Nurse staffing mandates begin journey through state legislatures

Five states have recently proposed staffing ratios, which would limit the number of patients a nurse could be assigned at once. The battle to pass those measures will likely be uphill. 

Nurses and the unions representing them say understaffed hospitals are dangerous for patients and clinicians alike, spreading clinicians thin and decreasing care quality. In California, the only state which currently mandates RN-to-patient ratios, the legislation reduced these problems — and other states aim to follow suit. 

Yet, hospitals and health systems fear that if they can not meet the mandated ratios, they will be forced to close inpatient beds, depriving communities of care entirely. 

Here are states with legislation on the table:  

1. Minnesota: Members of the Minnesota Nurses Association joined bipartisan state legislators Feb. 13 to introduce a bill designed to address healthcare worker retention. The Keeping Nurses at the Bedside Act, authored by state Sens. Erin Murphy, Lindsey Port and Jim Abeler, would require hospitals to establish committees of direct care workers and management. The committees would weigh in on staffing levels on a hospital-by-hospital, unit-by-unit basis, including the maximum number of patients on each inpatient care unit than any individual direct care nurse can typically safely care for.

2. Washington:  In 2022, workers, including members of the Service Employees International Union Healthcare 1199NW, supported efforts for safe staffing standards during the legislative session. However, proposed staffing legislation that would have limited the number of patients direct care registered nurses could be assigned for any shift ultimately failed to become law.

A coalition of healthcare workers in Washington relaunched their efforts Jan. 5. The current proposal would direct state officials to set staffing standards for healthcare workers, including nurse-to-patient ratios. Washington's Senate Committee on Labor and Commerce held a public hearing on Jan. 17 related to the bill, and a public hearing in the Senate Committee on Ways & Means is scheduled for Feb. 16. 

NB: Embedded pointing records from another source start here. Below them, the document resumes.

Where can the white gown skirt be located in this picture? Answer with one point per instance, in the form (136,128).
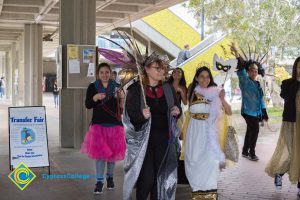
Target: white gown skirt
(201,164)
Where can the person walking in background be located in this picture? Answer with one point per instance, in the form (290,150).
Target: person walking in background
(56,94)
(183,54)
(1,86)
(203,155)
(150,163)
(105,141)
(114,77)
(253,105)
(286,157)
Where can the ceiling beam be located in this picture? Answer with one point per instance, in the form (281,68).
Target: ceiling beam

3. Connecticut: On Jan. 23, Connecticut lawmakers proposed legislation to mandate nurse-patient staffing ratios. The American Federation of Teachers union — which represents nurses and physicians — called upon them to do so, sharing stories of assaults by patients and mandated 16-hour shifts. 

The Connecticut Hospital Association opposes staffing mandates, the organization told Connecticut Public Radio. If hospitals cannot meet the required levels, they will be forced to close beds on inpatient floors, which they said will backlog the emergency department. 

Yet, the legislation has garnered early support from lawmakers. United States Senator Richard Blumenthal has elevated the conversation to a federal level, and says he believes a bill could get 60 votes in the Senate with Connecticut leading the way. 

4. Oregon: Oregon lawmakers will consider nurse staffing legislation this session that would require hospitals to establish staffing committees for technical staff and service workers. It would also require hospitals to set minimum standards for staffing plans for direct care registered nurses. Minimum standards would vary by unit. For example, the proposed legislation requires hospitals to ensure a direct care registered nurse is assigned to no more than one patient in the operating room, and in an oncology unit, no more than four patients.

The Oregon Health Authority would enforce staffing plans for nurses, with fines for hospitals that fail to adopt or to comply with staffing plans. 

Supporters of the bill argue the legislation would improve retention, while hospital administrators argue the legislation would destabilize a healthcare system that is already facing the effects of the pandemic, according to The Lund Report. A public hearing on the bill is scheduled for Feb. 28.

5. Massachusetts: Massachusetts has proposed legislation to mandate safe staffing ratios. The specific ratio would be determined through public stakeholder hearings held by the Department of Public Health. Similar state legislation was struck down in 2014 and 2018. 

The Massachusetts Nurses Association partnered on the bill. In a Jan. 19 news release, the union said at least 8,320 unsafe staffing reports were filed last year by hospital nurses in the state.